A partir dali, o leitor inveterado deglutiu todo o tipo de conteúdo relacionado à Argentina. A história construída em uma das margens do Rio do Prata o encantou. A cada página, novas descobertas. A paixão se esparramou para o futebol.
— A Argentina é um dos poucos países que colocou um ditador na cadeia. Rafael Videla e Leopoldo Galtieri morreram na cadeia. Além disso, descobri coisas fantásticas sobre o país. Também acho que seria mais interessante os povos latinos-americanos serem mais unidos do que ter rivalidades bobas — argumenta.
Em 2018, matou a vontade de conhecer Buenos Aires. Admirando as belezas da Calle Florida, chamou sua atenção um objeto dourado reluzente. Era uma réplica da Copa do Mundo. Na verdade, é um cofre. Embora em um primeiro olhar esteja oco, o espaço que era para guardar moedas e cédulas carrega a esperança de o Mundial ser reconquistado após 36 anos.
Todo dia de jogo, Martins veste sua camisa da Argentina, se enrola na bandeira do país que adotou como seu e pega o troféu, seu novo amuleto, e vai para o bar confraternizar com aqueles que pulsam pela mesma paixão.
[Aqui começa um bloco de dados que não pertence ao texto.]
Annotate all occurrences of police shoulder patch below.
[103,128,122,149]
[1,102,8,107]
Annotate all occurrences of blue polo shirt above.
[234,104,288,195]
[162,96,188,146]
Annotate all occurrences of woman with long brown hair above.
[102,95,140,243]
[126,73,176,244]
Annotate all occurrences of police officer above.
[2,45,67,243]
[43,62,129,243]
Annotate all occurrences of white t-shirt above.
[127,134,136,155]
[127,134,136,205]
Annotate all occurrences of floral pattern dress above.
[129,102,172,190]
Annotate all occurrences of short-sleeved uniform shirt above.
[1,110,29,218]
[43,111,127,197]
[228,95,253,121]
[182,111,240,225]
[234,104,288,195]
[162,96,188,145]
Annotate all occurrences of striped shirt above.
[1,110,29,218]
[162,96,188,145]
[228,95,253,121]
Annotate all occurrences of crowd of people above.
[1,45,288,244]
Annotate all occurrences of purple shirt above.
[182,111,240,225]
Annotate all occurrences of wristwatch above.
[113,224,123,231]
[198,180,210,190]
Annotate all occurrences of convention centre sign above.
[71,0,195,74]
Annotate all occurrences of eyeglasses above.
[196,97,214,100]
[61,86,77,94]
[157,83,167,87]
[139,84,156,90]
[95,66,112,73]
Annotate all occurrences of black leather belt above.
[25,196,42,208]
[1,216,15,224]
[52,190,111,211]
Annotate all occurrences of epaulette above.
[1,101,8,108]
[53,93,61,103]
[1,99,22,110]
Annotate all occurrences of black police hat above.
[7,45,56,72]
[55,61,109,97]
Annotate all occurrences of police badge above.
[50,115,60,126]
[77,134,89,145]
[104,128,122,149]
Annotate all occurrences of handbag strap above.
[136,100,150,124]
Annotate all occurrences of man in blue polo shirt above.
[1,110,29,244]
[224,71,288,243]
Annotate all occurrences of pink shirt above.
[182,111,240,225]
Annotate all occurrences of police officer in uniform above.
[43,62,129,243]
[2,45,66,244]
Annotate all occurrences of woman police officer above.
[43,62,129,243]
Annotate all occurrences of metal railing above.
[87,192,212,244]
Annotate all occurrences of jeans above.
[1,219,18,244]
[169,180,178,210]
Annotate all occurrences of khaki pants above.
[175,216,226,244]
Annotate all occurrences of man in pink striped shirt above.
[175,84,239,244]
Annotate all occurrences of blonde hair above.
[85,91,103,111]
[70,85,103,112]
— Não esperava que a Argentina chegasse até a final. Torcer para a Argentina, para mim, é um evento. Me divirto. Fiz amizades — relata.
Lionel Scaloni, técnico da Argentina, disse que gostaria de contar com o apoio de brasileiros na final contra a França, no domingo (18). Talvez, a maioria não satisfaça o seu desejo, mas o apoio de Gres e Martins vale por muitos.